Vaciado de objetivos tanto interpretativo como literario: la estructura argumental de Viaje al centro de la Tierra 2 vuelve a demostrar que la narrativa de videojuego (capas nuevas que anulan y olvidan la anterior) a menudo funciona mejor en las películas que no adaptan videojuegos. A cambio, el desarrollo dramático es tan esquemático como diáfano. Pero ya se trata de eso. Sus responsables pretenden vender el producto al demonio de la acción-reacción y ya. Y epatar a base de bien con una estética ácida, un cultivo por el preciosismo kitsch y una institucionalización del coroneltapioquismo en posición LSD. De modo que por la película desfilan, en saltimbanqui 3D, infinidad de bichejos de colores y de todos los tamaños (minielefantes, macrolagartos, avispones tamaño res, pájaros 747), un muestrario de flora de planeta psicotrópico y decorados que parecen querer remitir y remozar los parajes de aventura exótica de bajo presupuesto de los años 50.

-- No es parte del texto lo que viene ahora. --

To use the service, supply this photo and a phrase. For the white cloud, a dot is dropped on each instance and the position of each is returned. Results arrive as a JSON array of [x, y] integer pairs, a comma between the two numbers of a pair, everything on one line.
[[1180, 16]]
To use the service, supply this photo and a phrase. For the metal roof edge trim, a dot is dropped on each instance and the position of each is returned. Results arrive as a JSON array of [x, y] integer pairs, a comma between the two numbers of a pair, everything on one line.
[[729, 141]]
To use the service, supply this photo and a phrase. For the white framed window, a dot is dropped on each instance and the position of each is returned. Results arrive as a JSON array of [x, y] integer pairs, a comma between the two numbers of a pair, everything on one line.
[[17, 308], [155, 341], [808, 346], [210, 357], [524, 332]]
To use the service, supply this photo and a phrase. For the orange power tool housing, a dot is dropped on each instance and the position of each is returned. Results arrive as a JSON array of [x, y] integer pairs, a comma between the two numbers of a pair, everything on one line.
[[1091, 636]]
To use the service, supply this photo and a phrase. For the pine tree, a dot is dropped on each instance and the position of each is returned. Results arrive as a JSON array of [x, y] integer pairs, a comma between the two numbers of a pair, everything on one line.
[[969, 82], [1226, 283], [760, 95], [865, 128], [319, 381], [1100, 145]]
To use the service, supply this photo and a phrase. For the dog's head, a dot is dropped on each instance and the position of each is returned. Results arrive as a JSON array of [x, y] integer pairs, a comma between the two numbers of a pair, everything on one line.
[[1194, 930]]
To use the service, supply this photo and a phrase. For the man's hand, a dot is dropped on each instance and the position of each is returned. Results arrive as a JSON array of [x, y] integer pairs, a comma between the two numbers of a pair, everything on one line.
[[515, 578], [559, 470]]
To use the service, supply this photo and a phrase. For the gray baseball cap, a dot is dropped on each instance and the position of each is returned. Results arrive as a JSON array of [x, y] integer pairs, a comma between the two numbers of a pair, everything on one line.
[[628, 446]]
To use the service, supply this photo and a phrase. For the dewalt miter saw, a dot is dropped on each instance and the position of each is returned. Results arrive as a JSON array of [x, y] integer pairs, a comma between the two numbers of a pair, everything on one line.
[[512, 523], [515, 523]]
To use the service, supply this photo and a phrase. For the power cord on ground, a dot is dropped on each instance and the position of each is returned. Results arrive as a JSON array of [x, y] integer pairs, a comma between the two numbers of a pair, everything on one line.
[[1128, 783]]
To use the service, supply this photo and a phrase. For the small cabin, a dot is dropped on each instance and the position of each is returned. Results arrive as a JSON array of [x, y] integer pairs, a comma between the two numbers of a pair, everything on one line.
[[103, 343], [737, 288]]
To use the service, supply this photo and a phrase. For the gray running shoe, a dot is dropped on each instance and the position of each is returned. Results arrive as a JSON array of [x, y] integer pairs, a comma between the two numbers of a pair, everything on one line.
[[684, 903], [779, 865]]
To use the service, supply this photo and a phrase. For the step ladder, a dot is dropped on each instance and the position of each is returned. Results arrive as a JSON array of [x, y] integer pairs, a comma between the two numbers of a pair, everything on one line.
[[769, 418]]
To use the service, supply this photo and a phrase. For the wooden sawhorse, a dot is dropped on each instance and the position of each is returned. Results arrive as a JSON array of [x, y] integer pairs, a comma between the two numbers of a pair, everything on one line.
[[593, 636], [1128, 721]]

Y es que se respira un aire retro en todo esto. Una voluntad de maravillar al espectador más maravillable (esto es, el sector infantil), con una concepción del sense of wonder similar a la que encerraban mágicamente aquellas producciones que contaban con la inventiva genial del prestidigitador Harryhausen arramblando con cualquier concepción de los efectos especiales hasta la fecha. Claro, Viaje al centro de la Tierra 2 no transpira ese poder de seducción plástica y deliciosa tangibilidad, ni aboga por expandir las capacidades técnicas desde un trabajo conceptual más propio de un visionario que de un técnico. Pero demonios, su descaro visual, su sucesión de escenarios (de la cima de una montaña al fondo del mar) y su honestidad escénica, afín a la serie B, pueden garantizar un rato agradable.

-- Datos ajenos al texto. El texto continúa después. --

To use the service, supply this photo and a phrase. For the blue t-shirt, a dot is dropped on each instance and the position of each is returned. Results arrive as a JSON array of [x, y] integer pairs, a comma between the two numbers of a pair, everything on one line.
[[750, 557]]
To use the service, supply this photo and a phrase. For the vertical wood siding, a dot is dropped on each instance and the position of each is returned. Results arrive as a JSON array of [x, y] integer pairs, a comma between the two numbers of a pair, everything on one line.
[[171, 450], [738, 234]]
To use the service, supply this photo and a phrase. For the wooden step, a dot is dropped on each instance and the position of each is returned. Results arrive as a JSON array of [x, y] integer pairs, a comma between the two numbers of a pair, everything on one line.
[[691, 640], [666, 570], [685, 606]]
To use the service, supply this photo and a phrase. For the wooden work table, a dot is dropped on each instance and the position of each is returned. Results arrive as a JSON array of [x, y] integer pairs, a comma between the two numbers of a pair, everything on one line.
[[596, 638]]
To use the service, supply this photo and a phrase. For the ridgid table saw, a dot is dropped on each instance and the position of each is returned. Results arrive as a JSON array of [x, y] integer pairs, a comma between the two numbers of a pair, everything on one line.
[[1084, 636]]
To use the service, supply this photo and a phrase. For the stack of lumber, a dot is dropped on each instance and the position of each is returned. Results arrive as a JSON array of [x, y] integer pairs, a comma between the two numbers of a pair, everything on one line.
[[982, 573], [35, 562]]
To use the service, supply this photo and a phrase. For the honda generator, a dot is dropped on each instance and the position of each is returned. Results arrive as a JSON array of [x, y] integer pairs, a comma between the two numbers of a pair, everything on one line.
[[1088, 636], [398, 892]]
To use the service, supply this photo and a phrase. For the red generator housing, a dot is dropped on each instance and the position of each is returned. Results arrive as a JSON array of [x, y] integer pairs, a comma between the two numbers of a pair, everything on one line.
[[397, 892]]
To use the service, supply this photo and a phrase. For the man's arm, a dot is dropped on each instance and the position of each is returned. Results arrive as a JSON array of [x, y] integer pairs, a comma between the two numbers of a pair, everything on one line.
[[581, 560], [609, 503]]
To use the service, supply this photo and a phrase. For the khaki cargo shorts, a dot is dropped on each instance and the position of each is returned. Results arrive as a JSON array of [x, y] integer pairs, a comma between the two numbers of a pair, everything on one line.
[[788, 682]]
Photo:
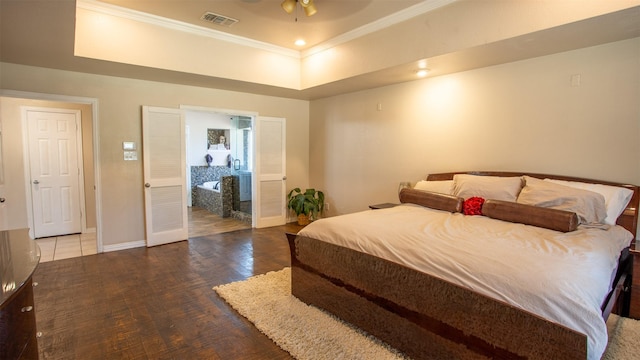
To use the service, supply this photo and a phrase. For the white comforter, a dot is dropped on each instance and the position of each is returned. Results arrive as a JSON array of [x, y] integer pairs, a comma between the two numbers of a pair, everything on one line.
[[562, 277]]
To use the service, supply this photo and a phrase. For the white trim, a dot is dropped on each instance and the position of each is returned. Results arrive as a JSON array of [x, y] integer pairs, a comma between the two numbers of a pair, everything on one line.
[[382, 23], [219, 110], [117, 11], [96, 142], [124, 246]]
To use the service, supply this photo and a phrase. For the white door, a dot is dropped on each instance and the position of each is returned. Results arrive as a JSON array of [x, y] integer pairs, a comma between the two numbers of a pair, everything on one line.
[[164, 157], [270, 184], [54, 143]]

Y bien, el espectador puede dejarse llevar por la tontería o jugar a buscarle referentes al asunto. Y ahí es donde uno va a terminar perdiéndose en un rosario de fuentes de las que los responsables de la película beben y a los que saquean sin pudor ni condición. Y cierto es que nadie va a encontrar nada que no haya visto ya en las anteriores fantasías vernianas, en cualquier relato sobre la búsqueda de El Dorado, en algunos clásicos de Disney (de la cuerda del 20.000 leguas de Fleischer), en El mundo perdido, en El increíble hombre menguante (o mejor, en su traducción pop Cariño he encogido a los niños), en la saga del arqueólogo con látigo, incluso en Perdidos… Porque esto es una licuadora industrial. Una de las que facturan batidos de leche tamaño king size en parques temáticos tamaño king size. Que nadie se dé un atracón antes y ya verá como aunque esto le hará un flotador adiposo instantaneo, también le puede saber un rato dulce.